Em 11 anos, já foram investidos R$
16 bilhões no Luz para Todos. A meta do governo federal é universalizar o
fornecimento de energia elétrica no Brasil. Para isso, após a conclusão
da 3ª etapa do programa, em dezembro deste ano, será feito um novo
estudo para descobrir quem ainda ficou de fora. Cansados de esperar,
alguns cidadãos vão dando seu próprio jeitinho, algo comum aos
brasileiros.
Francimar de Oliveira conheceu a energia elétrica
numa de suas viagens a São Paulo, onde trabalhou em algumas temporadas
na construção civil. Desde 2007, ele não arredou mais o pé de Serra da
Estrela, graças ao Bolsa Família. Com suas economias, o agricultor
investiu numa tecnologia que a filha ouvira falar na escola. Por R$ 2
mil, o cearense instalou duas placas de energia solar no telhado, em
janeiro.
O sistema funciona na base do improviso. A energia
passa por fios pela parede e alimenta uma bateria de caminhão. A carga
acumulada liga a TV, que a família possuía em casa já havia dois anos,
para o dia em que chegassem os postes por tanto tempo esperados. "A
gente ainda não tem uma geladeira para realizar o sonho de beber água
gelada, mas já dá pra ter um contato com o resto do mundo", festeja
Francimar.
Torcedor do Fortaleza, sua casa era a única da região
que podia assistir ao amistoso do Brasil contra a África do Sul, que
ocorreu no dia 5 de março, em preparação para a Copa do Mundo. Na
vizinhança, ainda sem saber da novidade pertinho de casa, quem mantém
algum contato com futebol precisou se contentar com a narração via rádio
de pilha. Francimar, a esposa e os três filhos tiveram o privilégio de
ver além de ouvir.
"O dinheiro que gastei é muito para gente
pobre como eu, mas não é nada para um governo. Colocar placas dessas
aqui na comunidade sairia mais barato do que trazer postes até aqui em
cima", compara o agricultor. Diferentemente de Fortunato, ele sabe o que
significa a camisa amarelinha. E poderá vê-la em sua casa pela primeira
vez numa Copa do Mundo. Graças à sua própria iniciativa.

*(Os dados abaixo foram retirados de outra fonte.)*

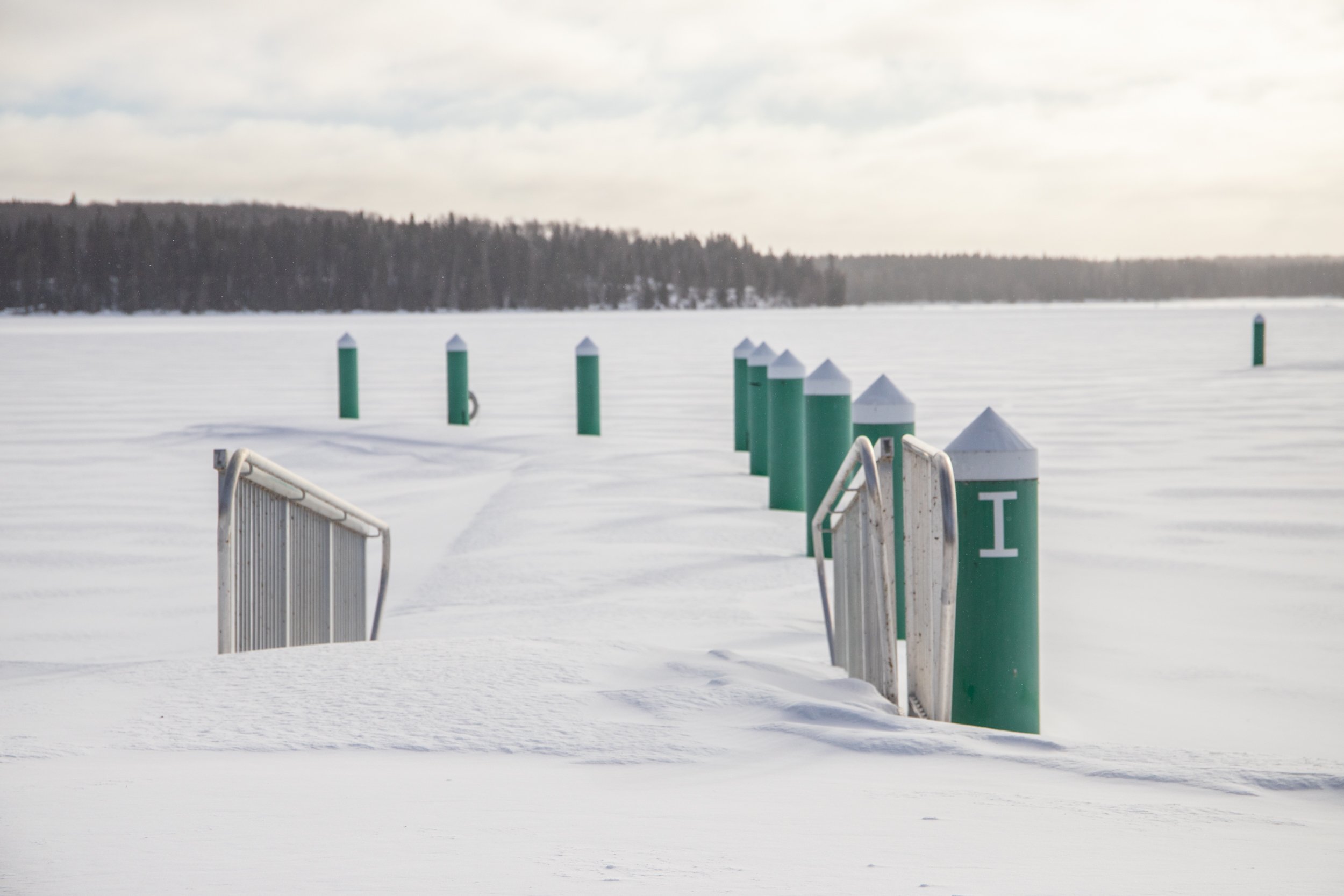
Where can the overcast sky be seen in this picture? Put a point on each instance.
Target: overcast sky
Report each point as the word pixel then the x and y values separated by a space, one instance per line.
pixel 1127 128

Copa do Mundo até em Cafundó e Escondido
Quem não esquece a primeira Copa do Mundo que viu? Para a maioria, é
uma lembrança da infância. Graças ao programa Luz para Todos, em alguns
rincões o torneio do Brasil será justamente o primeiro. Dois deles têm
nomes bem curiosos: Cafundó e Escondido. Comunidades quilombolas de
Choró, a 175 quilômetros de Fortaleza, elas receberam o serviço de
energia elétrica há três anos, depois do último Mundial.
O dia
20 de dezembro de 2011 não sai da memória dos moradores. As 35 famílias
das duas comunidades do sertão do Ceará, todas com algum grau de
parentesco, sempre mantiveram a esperança de que suas noites fossem
iluminadas. Os postes vieram do alto, por meio de helicóptero. Só assim
foi possível para a Companhia Energética do Ceará (Coelce) executar o
projeto de eletrificação do local.
Cafundó e Escondido, como
outras comunidades formadas por escravos fugidos, são duas das mais
isoladas do país. Para chegar lá, é preciso percorrer 30 quilômetros
desde a sede de Choró, sendo 10 quilômetros em estrada carroçável.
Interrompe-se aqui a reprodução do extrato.